Robust Supply Pressures Occupancy
While not out of the woods yet, Boston showed promising signs at the start of the second quarter. Following 18 months of negative performance, the average rent rose 0.4% on a trailing three-month basis through April, to $2,258. The substantial supply expansion pushed down the occupancy rate in stabilized properties by 120 basis points in the 12 months ending in March, to 94.5%.

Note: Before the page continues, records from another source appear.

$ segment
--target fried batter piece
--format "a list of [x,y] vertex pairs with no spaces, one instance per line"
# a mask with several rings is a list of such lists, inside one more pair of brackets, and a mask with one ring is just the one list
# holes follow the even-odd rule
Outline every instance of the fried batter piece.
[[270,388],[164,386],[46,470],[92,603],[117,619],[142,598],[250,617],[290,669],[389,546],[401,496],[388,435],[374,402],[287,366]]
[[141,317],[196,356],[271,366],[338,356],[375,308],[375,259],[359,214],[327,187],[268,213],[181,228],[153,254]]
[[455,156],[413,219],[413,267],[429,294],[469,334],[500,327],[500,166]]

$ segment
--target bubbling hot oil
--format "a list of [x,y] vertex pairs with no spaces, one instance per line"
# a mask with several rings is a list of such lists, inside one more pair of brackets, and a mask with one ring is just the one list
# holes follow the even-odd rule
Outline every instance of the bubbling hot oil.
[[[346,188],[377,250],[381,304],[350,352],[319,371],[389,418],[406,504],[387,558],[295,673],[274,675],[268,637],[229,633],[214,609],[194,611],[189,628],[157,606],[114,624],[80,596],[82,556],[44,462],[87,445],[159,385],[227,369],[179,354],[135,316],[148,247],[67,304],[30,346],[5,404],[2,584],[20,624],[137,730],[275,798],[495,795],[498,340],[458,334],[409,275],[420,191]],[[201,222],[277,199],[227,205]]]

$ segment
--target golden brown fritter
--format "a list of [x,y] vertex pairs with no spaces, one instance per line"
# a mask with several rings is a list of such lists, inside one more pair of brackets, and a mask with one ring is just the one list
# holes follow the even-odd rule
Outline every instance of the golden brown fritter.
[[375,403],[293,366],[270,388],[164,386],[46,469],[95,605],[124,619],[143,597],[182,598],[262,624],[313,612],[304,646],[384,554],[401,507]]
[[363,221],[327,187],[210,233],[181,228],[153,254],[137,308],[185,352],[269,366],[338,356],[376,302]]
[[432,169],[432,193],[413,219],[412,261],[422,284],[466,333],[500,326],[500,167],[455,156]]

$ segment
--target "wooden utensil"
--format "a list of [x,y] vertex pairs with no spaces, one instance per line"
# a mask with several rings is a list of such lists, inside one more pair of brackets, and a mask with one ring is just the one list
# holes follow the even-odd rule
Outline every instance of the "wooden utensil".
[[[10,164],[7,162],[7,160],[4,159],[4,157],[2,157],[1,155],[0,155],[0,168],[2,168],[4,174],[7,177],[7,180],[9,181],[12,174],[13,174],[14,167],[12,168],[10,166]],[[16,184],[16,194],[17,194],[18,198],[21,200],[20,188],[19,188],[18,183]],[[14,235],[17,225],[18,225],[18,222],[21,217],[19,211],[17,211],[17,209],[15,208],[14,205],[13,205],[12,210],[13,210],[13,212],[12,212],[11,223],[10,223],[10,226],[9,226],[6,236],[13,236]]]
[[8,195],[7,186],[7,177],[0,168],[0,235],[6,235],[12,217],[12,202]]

Boston’s strict safety measures during the health crisis helped it manage the outbreak relatively well, but took a toll on the economy, which mirrored the situation in other large coastal markets. Even though unemployment dropped to 5.9% in February, the employment market posted a 9.3% decline over 12 months, trailing the -7.2% national rate. All sectors lost jobs during the period, but several high-profile projects show promising signs: IQHQ’s $1 billion Fenway Center life sciences campus is set to bolster an already burgeoning Boston staple, while Amazon announced an expansion of its tech operations in the Seaport District, expected to add 3,000 jobs over the next few years.
Developers delivered 1,053 units this year through April and had another 18,708 units underway, following the busiest year of the decade. Meanwhile, transaction activity picked up, totaling $567 million for the first four months of the year, but the per-unit price marked a 10.9% dip.